His medical struggles are not unique. Two detainees — Frankline Okpu and Fouad Saeed Abdulkadir — have died from medical distress at Moshannon Valley since 2023, and a third death, of Chaofeng Ge, was ruled an apparent suicide although some activists dispute that.
In Clearfield, activists have for months been urging the county — which gets about $200,000 a year from GEO Group, currently the rural county’s third-largest employer after its schools and medical center — not to renew its contract when it expires later this year.

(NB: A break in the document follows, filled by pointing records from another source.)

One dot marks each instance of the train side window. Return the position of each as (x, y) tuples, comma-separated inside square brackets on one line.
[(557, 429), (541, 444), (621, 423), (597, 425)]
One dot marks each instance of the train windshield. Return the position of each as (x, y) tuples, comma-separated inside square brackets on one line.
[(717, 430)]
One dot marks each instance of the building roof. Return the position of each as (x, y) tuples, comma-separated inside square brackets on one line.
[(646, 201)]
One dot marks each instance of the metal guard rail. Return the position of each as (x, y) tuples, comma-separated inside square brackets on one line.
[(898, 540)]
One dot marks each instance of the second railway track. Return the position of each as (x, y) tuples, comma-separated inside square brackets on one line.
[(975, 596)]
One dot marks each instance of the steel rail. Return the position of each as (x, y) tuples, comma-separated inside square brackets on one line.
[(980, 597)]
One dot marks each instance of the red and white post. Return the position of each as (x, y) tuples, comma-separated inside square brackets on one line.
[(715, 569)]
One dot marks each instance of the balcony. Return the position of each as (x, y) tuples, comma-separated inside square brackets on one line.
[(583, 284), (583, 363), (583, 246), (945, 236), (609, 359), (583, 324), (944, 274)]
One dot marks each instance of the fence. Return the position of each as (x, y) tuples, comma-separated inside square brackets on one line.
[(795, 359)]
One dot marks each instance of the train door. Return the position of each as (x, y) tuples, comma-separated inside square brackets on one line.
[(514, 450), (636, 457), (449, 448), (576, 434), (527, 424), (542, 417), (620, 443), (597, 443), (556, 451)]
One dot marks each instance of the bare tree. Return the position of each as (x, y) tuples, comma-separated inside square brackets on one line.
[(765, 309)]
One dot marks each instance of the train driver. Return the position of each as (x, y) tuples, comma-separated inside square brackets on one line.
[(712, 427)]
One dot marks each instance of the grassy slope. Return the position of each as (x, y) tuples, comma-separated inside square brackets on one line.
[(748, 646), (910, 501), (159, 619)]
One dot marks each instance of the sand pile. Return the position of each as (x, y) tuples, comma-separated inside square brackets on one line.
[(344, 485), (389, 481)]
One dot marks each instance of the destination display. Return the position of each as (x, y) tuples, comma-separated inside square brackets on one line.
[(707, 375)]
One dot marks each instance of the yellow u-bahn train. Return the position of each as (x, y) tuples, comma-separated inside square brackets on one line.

Sherilyn Sheets, who moved to the area from Chicago three years ago to be near family, read a statement about Aly and played his recording for commissioners when Erickson was barred from speaking.
She told me that “knowing that there’s a concentration camp in my backyard and there are people organizing to speak out against that, to me it’s just a no-brainer to join that.”
Their ranks are steadily growing, even in the beating heart of Trump County, where Facebook posts about the detention center still draw hateful anti-immigrant rants. But Erickson said she’s finding that minds can be changed. She related one recent encounter as she was going door-to-door with brochures and a petition about Moshannon Valley, when a man wearing a veterans-for-MAGA hat in a truck with an American flag hanging off the back asked her what she was doing.
She said her brochure initially inspired a Fox News-flavored diatribe about criminal immigrants and migrant caravans, but when Erickson patiently explained that the overwhelming number of detainees have no criminal record and that the government spends as much as $5.5 million a month to lock them up, the man grew silent.
“They just took away my food stamps,” he finally said. Then he signed the petition.
Now, some 17 months into Trump’s mass-deportation regime that has filled Moshannon Valley, Delaney Hall, and other dots on the archipelago to the brim, that Pennsylvania veteran joined a growing number of Americans realizing that a slow-boiling humanitarian crisis is about to explode from coast to coast.
The growing stories of medical neglect are the inevitable consequence of mass arrests and cut-rate detention sites, with warehouse concentration camps waiting in the wings. Anne Frank died of typhus. Now Aly is dying from kidney disease — unless enough folks from the backstreets of Newark to the woodlands of central Pennsylvania fight back with our voices and our own bodies. We should not — cannot — wait until Aly dies to avenge what is happening here.
Until Izzy Aly is free, none of us are free.